Thornton Christopher B, Kolehmainen Niina, Nazarpour Kianoush
Population Health Sciences Institute, Faculty of Medical Sciences, Newcastle University, United Kingdom.
Great North Children's Hospital, Newcastle upon Tyne NHS Hospitals Trust, Unite Kingdom.
PLOS Digit Health. 2023 Apr 5;2(4):e0000220. doi: 10.1371/journal.pdig.0000220. eCollection 2023 Apr.
Accelerometers are widely used to measure physical activity behaviour, including in children. The traditional method for processing acceleration data uses cut points to define physical activity intensity, relying on calibration studies that relate the magnitude of acceleration to energy expenditure. However, these relationships do not generalise across diverse populations and hence they must be parametrised for each subpopulation (e.g., age groups) which is costly and makes studies across diverse populations and over time difficult. A data-driven approach that allows physical activity intensity states to emerge from the data, without relying on parameters derived from external populations, offers a new perspective on this problem and potentially improved results. We applied an unsupervised machine learning approach, namely a hidden semi-Markov model, to segment and cluster the raw accelerometer data recorded (using a waist-worn ActiGraph GT3X+) from 279 children (9-38 months old) with a diverse range of developmental abilities (measured using the Paediatric Evaluation of Disability Inventory-Computer Adaptive Testing measure). We benchmarked this analysis with the cut points approach, calculated using thresholds from the literature which had been validated using the same device and for a population which most closely matched ours. Time spent active as measured by this unsupervised approach correlated more strongly with PEDI-CAT measures of the child's mobility (R2: 0.51 vs 0.39), social-cognitive capacity (R2: 0.32 vs 0.20), responsibility (R2: 0.21 vs 0.13), daily activity (R2: 0.35 vs 0.24), and age (R2: 0.15 vs 0.1) than that measured using the cut points approach. Unsupervised machine learning offers the potential to provide a more sensitive, appropriate, and cost-effective approach to quantifying physical activity behaviour in diverse populations, compared to the current cut points approach. This, in turn, supports research that is more inclusive of diverse or rapidly changing populations.

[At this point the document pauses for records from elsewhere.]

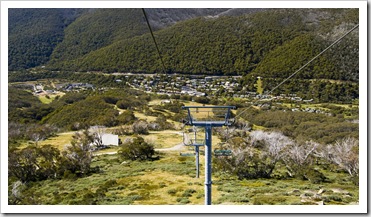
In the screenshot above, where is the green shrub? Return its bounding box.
[167,189,178,196]
[118,136,155,161]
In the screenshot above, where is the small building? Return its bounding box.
[102,134,119,146]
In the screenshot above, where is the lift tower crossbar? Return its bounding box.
[182,106,236,205]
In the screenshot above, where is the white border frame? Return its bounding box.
[1,0,368,213]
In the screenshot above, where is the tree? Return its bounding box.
[60,130,94,175]
[283,141,326,183]
[90,126,106,148]
[320,137,359,176]
[8,145,61,182]
[118,136,155,161]
[132,120,148,135]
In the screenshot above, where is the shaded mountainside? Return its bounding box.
[8,8,85,70]
[9,9,358,81]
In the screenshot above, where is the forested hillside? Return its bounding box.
[9,9,358,81]
[8,8,86,70]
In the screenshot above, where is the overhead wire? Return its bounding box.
[142,8,166,74]
[235,24,359,118]
[142,8,175,99]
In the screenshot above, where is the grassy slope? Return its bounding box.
[25,153,358,205]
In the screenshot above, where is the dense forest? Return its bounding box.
[9,9,358,81]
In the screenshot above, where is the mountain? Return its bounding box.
[9,9,358,81]
[8,8,85,70]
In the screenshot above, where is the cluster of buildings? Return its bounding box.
[126,75,240,97]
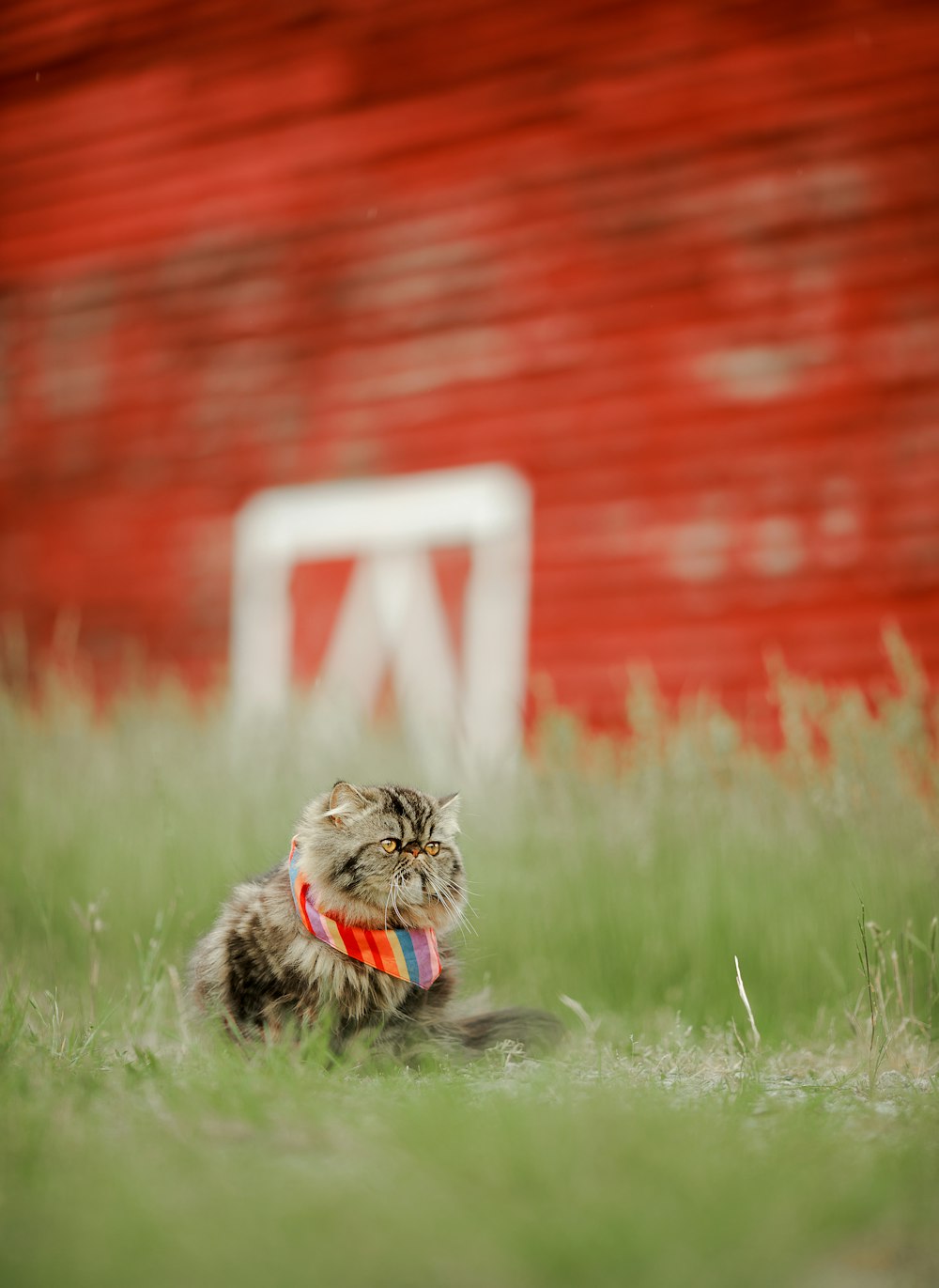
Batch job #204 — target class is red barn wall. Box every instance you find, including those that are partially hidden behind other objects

加速度计被广泛用于测量身体活动行为,包括在儿童中。处理加速度数据的传统方法使用切点来定义身体活动强度,这依赖于将加速度大小与能量消耗相关联的校准研究。然而,这些关系并不能推广到不同人群,因此必须针对每个亚人群(例如年龄组)进行参数化,这成本高昂,并且使得跨不同人群和随时间的研究变得困难。一种数据驱动的方法,即允许身体活动强度状态从数据中显现出来,而不依赖于从外部人群得出的参数,为这个问题提供了一个新视角,并可能带来更好的结果。我们应用了一种无监督机器学习方法,即隐半马尔可夫模型,对279名发育能力各异(使用儿童残疾评定量表-计算机自适应测试进行测量)的儿童(9至38个月大)佩戴在腰部的ActiGraph GT3X+记录的原始加速度计数据进行分段和聚类。我们使用文献中的阈值计算切点方法对该分析进行了基准测试,这些阈值已在使用相同设备且与我们的人群最匹配的人群中得到验证。通过这种无监督方法测量的活跃时间与儿童运动能力(R2:0.51对0.39)、社会认知能力(R2:0.32对0.20)、责任感(R2:0.21对0.13)、日常活动(R2:0.35对0.24)和年龄(R2:0.15对0.1)的儿童残疾评定量表-计算机自适应测试测量值的相关性,比使用切点方法测量的更强。与当前的切点方法相比,无监督机器学习有可能提供一种更敏感、合适且具有成本效益的方法来量化不同人群的身体活动行为。这反过来又支持了更具包容性的不同或快速变化人群的研究。